Venus near the Pleiades is covered by a fortuitous cloud wisp that generates a red rimmed aureole/corona. At far left is Orion the Hunter. At his feet Rigel also shows an aureole.
An image from the Tihany Peninsula, Hungary by Tamas Ladanyi (astrophoto.hu). A single image with no colour processing.
The wooden pole structure is a shadoof for raising well water.
©Tamas Ladanyi, shown with permission
Scattering by a spherical particle
Light is mostly scattered from the periphery although some internal scattering occurs for transparent media. For simplicity and clarity the diagram has light scattered from just two points. The outgoing spherical waves overlap and interfere to produce in the far field a corona.
Aureoles & Coronae
Both are diffraction effects. Light scatters, diffracts, from small atmospheric particles - dust, cloud water droplets, pollen grains. When the scatterers are of the same size we see a multi-ringed corona. A wide size range gives an aureole. Somewhere betwixt the two extremes the aureole develops a red edge as here.

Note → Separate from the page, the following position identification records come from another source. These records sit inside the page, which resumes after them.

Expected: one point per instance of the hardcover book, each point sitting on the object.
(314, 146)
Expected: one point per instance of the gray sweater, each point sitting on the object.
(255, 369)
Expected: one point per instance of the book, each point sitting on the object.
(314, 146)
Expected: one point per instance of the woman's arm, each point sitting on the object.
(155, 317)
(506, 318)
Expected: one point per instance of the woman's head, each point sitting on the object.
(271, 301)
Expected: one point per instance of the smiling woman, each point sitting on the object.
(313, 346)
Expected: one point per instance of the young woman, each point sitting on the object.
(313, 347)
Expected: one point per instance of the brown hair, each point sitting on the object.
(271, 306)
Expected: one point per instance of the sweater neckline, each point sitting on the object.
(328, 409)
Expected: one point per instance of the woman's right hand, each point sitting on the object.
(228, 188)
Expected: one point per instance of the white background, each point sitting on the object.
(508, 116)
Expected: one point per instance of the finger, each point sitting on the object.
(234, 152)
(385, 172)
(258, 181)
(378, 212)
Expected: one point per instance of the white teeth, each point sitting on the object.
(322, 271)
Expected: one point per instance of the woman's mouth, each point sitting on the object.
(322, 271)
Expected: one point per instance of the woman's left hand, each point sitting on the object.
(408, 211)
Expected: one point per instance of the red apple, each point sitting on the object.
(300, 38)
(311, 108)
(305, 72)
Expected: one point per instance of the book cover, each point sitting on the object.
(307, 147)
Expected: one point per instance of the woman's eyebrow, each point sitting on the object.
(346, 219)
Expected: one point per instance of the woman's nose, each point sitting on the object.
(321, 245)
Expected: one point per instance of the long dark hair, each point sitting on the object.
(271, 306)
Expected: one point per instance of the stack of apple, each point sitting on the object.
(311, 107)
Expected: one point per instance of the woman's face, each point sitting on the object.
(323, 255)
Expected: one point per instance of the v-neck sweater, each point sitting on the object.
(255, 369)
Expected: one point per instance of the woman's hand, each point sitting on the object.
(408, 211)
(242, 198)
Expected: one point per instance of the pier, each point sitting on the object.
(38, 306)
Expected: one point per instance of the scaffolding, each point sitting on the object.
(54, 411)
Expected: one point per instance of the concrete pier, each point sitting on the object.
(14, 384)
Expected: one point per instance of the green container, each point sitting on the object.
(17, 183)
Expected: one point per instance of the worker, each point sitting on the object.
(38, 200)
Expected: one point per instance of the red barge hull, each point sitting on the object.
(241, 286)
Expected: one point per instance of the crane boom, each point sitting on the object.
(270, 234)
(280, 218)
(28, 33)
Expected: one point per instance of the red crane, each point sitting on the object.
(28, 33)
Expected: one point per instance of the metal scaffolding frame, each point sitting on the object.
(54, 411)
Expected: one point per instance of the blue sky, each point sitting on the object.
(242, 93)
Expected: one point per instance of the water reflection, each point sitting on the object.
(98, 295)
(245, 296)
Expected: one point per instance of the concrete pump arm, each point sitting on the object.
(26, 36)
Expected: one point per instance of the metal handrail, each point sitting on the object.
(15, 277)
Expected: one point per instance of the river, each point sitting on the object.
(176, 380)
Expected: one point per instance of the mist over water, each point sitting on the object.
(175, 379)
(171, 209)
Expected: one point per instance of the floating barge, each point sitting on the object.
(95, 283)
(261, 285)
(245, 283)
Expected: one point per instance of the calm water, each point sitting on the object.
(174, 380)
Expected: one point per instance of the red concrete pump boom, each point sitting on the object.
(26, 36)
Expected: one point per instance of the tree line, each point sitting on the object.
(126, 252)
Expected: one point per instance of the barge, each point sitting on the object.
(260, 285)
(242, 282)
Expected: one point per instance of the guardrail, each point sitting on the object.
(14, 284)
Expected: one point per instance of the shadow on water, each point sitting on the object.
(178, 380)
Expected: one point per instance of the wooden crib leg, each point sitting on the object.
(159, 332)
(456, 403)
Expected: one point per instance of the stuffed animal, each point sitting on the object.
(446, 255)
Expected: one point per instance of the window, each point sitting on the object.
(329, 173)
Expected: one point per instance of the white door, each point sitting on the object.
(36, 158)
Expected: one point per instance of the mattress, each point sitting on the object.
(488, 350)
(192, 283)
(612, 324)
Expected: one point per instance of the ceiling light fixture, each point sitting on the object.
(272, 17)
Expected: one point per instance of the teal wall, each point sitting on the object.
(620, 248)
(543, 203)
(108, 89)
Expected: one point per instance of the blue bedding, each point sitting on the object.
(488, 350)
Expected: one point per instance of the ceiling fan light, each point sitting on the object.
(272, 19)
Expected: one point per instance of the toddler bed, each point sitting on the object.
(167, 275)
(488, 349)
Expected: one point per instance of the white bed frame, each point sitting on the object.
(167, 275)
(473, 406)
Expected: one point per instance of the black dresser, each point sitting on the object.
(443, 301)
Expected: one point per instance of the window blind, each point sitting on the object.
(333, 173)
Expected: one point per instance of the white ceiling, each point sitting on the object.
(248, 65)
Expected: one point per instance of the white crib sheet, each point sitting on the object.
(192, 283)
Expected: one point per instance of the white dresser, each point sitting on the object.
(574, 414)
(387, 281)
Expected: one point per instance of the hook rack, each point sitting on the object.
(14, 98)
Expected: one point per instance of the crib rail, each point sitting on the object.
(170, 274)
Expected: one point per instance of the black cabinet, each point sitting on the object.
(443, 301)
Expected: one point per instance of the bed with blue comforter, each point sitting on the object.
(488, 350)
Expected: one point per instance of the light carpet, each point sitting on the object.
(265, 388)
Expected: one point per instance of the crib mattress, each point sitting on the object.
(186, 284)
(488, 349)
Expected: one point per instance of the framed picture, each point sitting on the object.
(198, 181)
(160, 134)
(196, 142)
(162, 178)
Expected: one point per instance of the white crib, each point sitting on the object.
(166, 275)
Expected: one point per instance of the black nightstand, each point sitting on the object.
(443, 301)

The scatterers here - cloud water droplets or ice crystals - are relatively large because the aureole is small. Smaller particles would be needed to make a noticeable aureole/corona around the moon or sun. Conversely, the large coronae seen around the moon would be exceeding rare around Venus because they would be too faint and diffuse.
From almost point sources like Venus or Jupiter we sometimes see oval aureoles. The scattering particles making those have some alignment in the clouds and present a non circular cross section to the incoming light waves.